Another high-powered application could replace education’s biggest bugaboo: the end-of-the-unit test. At Milltown School, Vitali saw the power of this when second-graders completed a unit on colonial times.

“We divided the kids into groups to research different aspects of colonial life: toys, clothing, school and more,” she explained. “We compared to how it was different from today, and the culminating project was a Black Rocket game we had them create.”

Gamification can also be a cool venue for students to showcase their work. Baumert’s brother is an engineer who custom builds video gaming cabinets in his spare time. There is one currently in the works for Milltown that will be placed in the cafeteria where kids can play at lunchtime.

Milltown Principal Matt Lembo, who brought Black Rocket to his school after seeing it at a NJ Science Convention workshop, can envision students challenging him to play their games. Lembo was attracted by the problem-solving aspect of game-based learning, the hands-on, experiential, visual learning allowing students to come up with multiple solutions. And he also cites the sounds coming from classroom where game-based learning is happening as a way to ascertain the value of the application.

“It sounds like the playground, like laughter, like conflict as kids muscle their way through,” he describes. “It’s an environment they need to be in if we are to stay on the bleeding edge of things.”

For love of the games

But you don’t want to go over the edge, which is where this could head when trying to explain to parents that you’re asking their children to spend more time gaming. Tell them, however, that game-based learning is way to tap into the time they are already spending.

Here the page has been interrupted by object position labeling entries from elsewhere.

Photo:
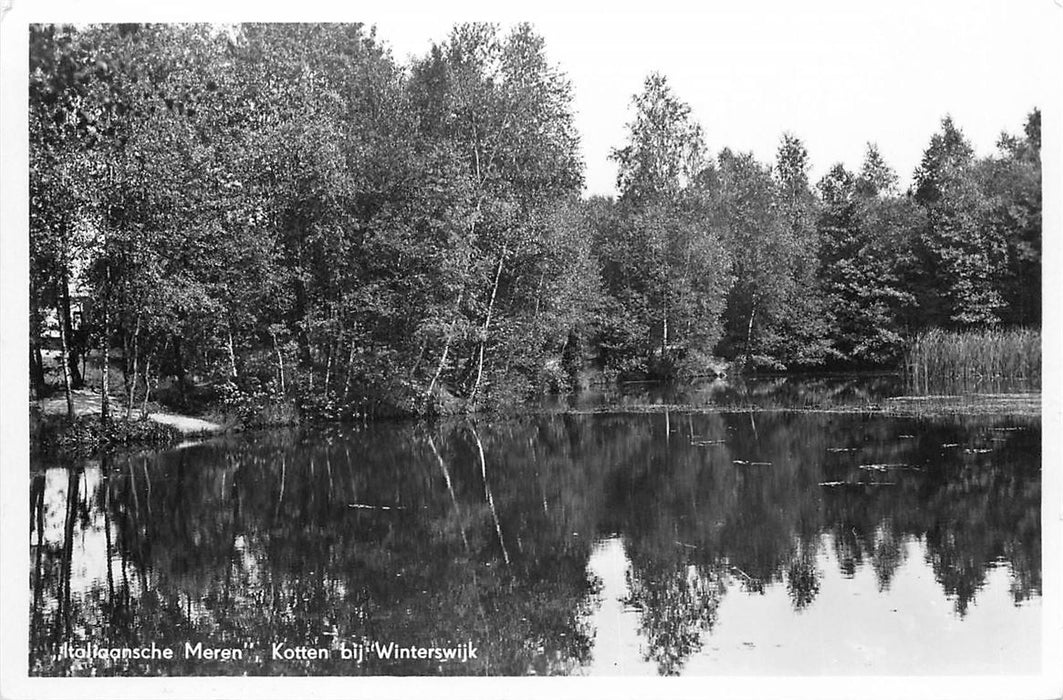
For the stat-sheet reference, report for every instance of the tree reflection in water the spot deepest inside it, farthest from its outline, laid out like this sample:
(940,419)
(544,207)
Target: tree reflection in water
(436,534)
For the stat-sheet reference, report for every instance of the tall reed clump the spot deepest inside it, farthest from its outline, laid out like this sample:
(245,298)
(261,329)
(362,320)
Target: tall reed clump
(973,358)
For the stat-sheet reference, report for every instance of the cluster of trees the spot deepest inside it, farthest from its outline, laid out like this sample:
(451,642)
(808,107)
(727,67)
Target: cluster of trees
(288,211)
(749,261)
(491,530)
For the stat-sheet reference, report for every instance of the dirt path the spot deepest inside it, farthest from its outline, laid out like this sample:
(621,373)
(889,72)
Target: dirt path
(87,402)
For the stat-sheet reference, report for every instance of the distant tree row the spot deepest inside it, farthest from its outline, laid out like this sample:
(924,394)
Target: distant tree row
(285,211)
(749,261)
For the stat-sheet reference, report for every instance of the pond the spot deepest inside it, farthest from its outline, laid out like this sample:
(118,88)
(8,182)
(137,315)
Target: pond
(758,529)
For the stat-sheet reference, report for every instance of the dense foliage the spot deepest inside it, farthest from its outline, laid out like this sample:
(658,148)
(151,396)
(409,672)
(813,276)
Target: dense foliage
(287,214)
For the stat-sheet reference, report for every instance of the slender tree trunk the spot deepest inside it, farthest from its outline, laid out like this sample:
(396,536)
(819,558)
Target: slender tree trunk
(132,385)
(446,346)
(280,360)
(105,366)
(347,379)
(36,359)
(487,326)
(180,370)
(232,352)
(65,351)
(77,377)
(490,498)
(147,385)
(324,387)
(73,354)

Ginn references a study that indicates between third grade and the end of high school, students spend approximately 10,000 hours in class in instruction. And during the same time period, they spend approximately 10,000 hours outside of school playing video games.

“If we could tap into that second 10,000 hours, we would have another whole learning track in which kids could develop and grow more skills,” Ginn reasons.

The experience writing code that Black Rocket offers and working with technology was enough for Lembo to advocate full deployment at Milltown School for this year, one year ahead of the deadline to adopt next generation science standards.

“The evidence of the type of learning children need to be doing – thinking deeply, using technology for everyday function, problem-solving, working collaboratively with their classmates – was abundantly evident,” he says. “The validation has come in the way the kids are motivated and interactive through game-based learning.”

The cost for Black Rocket can be less than half of what a teacher typically spends out of pocket on supplies and other materials during the school year to bring positive engagement and experiences to the classroom. And the payoff to invest can be priceless.

Baumert advocates to teachers attending her presentations that game-building can become a learning skill as valuable as reading or writing. What better way to learn than to build a video game then teach it to another student?

Add in confidence and perseverance gained from building the game and playing it until you can get to the top level, and, well…priceless.

“The student engagement is intrinsic,” Baumert emphasizes. “And the whole time they are building their game and thinking about their game, they are building a deeper sense of mastery of that content because they are thinking about it in a completely different way. It’s kind of cool. Really cool.”